Critical Analysis of a Game: the Process
First, go to the course wiki and select any one game (other than yours). Feel free to browse the projects that are posted, looking at the brief descriptions and photos at the beginning, and pick one that looks like it might be interesting. Do this even if you did not complete your own project yet.
Next, download the components. There should be enough there for you to build the game. You can make a quick-and-dirty paper prototype that contains all of the information, or you can print it out on simple paper. You can even follow the included instructions to assemble your own high-quality version, although this may take more time and money than you’re willing to spend right now.
Next, read the rules and then play the game. You can try playing on your own if the mechanics allow it, or play with one or more friends if you get them together for one final playtest session. Play as a designer, paying attention to the mechanics, dynamics and aesthetics (in the MDA sense).
Lastly, reflect on your play experience. What were the game’s apparent design goals? Did it succeed at those goals? Why or why not? What were the mechanics? What was the play experience? What is the relationship between the two? Did you find any strategies that were exploitable, or did the game seem well-balanced? What kinds of interesting decisions (and uninteresting ones) were you making throughout the game? What do you feel was the core of the game?
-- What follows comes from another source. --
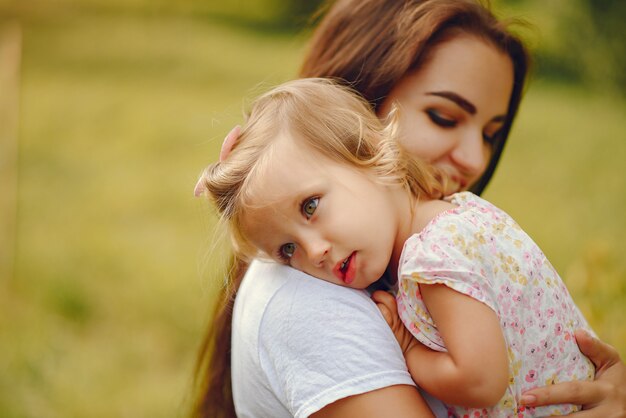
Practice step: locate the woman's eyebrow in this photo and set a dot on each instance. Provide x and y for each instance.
(460, 101)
Write this up. Include the following in your analysis:
- Name of the game and its designer (partly to get in the habit of giving credit where due, partly so that if you accidentally post in the wrong place it can be rerouted easily).
- Description of the core mechanics of the game. You do not have to reproduce the rules, but you should describe the basic play of the game and the main decisions players are making, as if the reader had not ever played the game before.
- Describe the MDA dynamics and aesthetics, and show how they emerge from the mechanics (or guess, if you aren’t sure).
- State the game’s design goals. What was the designer trying to do? Then, say whether you feel the game met those goals, and why or why not.
- If there was anything else of note in the game (such as a particular issue with game balance or a unique use of game components), say that.
- Lastly, if you were the designer, what would you change about the game (if anything)? Make specific recommendations. For example, don’t just say “I would make the game more interactive between players” or “I would fix the problem that I identified earlier” – say how you would fix things. What rules would change, and what would they change to? Would you change any game objects or values?
Remember, your audience is other game designers. Write your analysis so that other designers can learn from the mistakes and successes of the game you chose. Your goal is to educate and inform, and to discover new lessons about what makes games work or not work. Your goal is not to give a review score.
Post your critical analysis as a comment on the wiki. Go to the page of the game you chose, and leave a comment. I highly recommend writing out your analysis in something else like a word processor first, and then copying and pasting when you’re done. Do this on or before the end of the course (Sunday, September 6). You will not have any other homeplay this Thursday, so take your time on this and be thorough.
You only need to do this for one game. If you want to provide feedback for more, feel free, but complete your original analysis first to make sure you’ll have enough time to do this for others.